Renombra un dispositivo en la topología activa de Packet Tracer.
AI agents use pt_rename_device to create or update resources in MCP Packet Tracer — usually the action step of a workflow, after the agent has gathered context. Every call changes real data in your MCP Packet Tracer environment.
Renaming a device is a Write-class operation: it modifies topology metadata reversibly without executing commands, deleting resources, or triggering external systems. Severity is medium because topology misconfiguration could disrupt network diagnostics and management, affecting simulation accuracy, but the change is easily undone.
From the tool's definition pt_rename_device renames/renombra (modifies) a device in the active Packet Tracer topology. The Spanish description confirms it performs a reversible data modification operation on network topology state.
Attacks that exploit this kind of access
Renombra un dispositivo en la topología activa de Packet Tracer. It is categorised as a Write tool in the MCP Packet Tracer MCP Server, which means it can create or modify data. Consider rate limits to prevent runaway writes.
Register the MCP Packet Tracer MCP server in PolicyLayer and add a rule for pt_rename_device: allow, deny, rate-limit, or require approval. Point your MCP client at the PolicyLayer proxy URL and the rule is enforced on every call, before it reaches MCP Packet Tracer. Nothing to install.
pt_rename_device is a Write tool with medium risk. Write tools should be rate-limited to prevent accidental bulk modifications.
Yes. Add a rate_limit block to the pt_rename_device rule in your PolicyLayer policy. For example, setting max: 10 and window: 60 limits the tool to 10 calls per minute. Rate limits are tracked per agent session and reset automatically.
Set action: deny in the PolicyLayer policy for pt_rename_device.

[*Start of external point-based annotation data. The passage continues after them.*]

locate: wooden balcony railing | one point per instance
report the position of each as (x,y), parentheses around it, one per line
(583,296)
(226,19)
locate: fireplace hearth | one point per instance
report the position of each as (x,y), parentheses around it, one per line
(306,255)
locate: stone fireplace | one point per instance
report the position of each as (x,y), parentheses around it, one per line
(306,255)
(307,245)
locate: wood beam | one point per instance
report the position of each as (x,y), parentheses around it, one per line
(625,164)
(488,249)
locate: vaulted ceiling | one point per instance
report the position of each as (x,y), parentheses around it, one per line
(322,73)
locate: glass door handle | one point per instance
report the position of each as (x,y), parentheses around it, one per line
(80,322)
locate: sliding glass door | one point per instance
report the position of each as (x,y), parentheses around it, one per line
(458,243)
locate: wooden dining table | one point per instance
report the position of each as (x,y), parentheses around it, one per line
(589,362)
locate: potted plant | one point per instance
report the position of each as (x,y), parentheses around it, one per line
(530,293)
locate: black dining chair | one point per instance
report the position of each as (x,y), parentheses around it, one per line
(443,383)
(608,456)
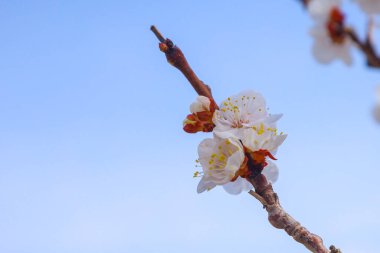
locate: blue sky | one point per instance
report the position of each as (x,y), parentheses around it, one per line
(93,156)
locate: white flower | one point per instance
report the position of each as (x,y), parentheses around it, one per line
(200,105)
(238,186)
(239,112)
(330,40)
(260,144)
(369,6)
(220,160)
(200,119)
(319,10)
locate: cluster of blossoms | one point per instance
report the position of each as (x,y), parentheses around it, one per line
(376,111)
(244,137)
(330,38)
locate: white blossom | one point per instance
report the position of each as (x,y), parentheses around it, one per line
(376,110)
(242,111)
(319,10)
(325,51)
(330,41)
(369,6)
(220,160)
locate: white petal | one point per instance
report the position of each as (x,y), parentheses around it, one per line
(220,158)
(201,104)
(238,186)
(271,172)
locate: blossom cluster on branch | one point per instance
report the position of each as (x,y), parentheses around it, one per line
(376,111)
(245,138)
(333,38)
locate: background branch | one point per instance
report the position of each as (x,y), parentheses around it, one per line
(263,190)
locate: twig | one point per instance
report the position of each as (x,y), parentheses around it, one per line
(373,60)
(263,190)
(176,58)
(366,46)
(280,219)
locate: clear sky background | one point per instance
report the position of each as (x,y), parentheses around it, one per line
(92,153)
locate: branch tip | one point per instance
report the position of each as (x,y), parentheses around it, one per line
(157,33)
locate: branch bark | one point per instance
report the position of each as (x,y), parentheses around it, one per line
(263,190)
(176,58)
(280,219)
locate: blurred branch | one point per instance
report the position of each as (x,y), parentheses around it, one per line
(176,58)
(263,190)
(365,46)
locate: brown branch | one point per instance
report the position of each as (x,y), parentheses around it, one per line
(176,58)
(263,190)
(373,60)
(280,219)
(366,46)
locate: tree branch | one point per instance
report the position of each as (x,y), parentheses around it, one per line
(373,60)
(263,190)
(176,58)
(280,219)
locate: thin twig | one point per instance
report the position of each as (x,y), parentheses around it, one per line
(157,33)
(176,58)
(366,46)
(263,190)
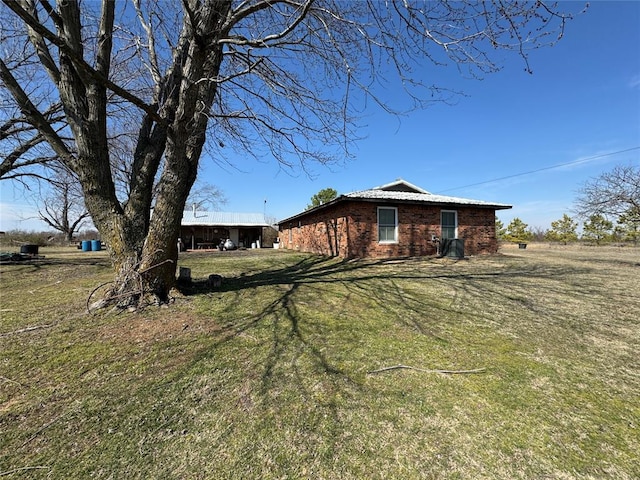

The AI agent will receive a policy violation error and cannot call the tool. You can also include a reason field to explain why the tool is blocked.
pt_rename_device is provided by the MCP Packet Tracer MCP server (mainorcruz/mcp_packet_tracer). PolicyLayer sits as a proxy in front of this server to enforce policies before tool calls reach the server.
Every MCP server has a record like this.
Type a name, get the same breakdown: verified identity, auth posture, risk grade, capabilities, recommended policy.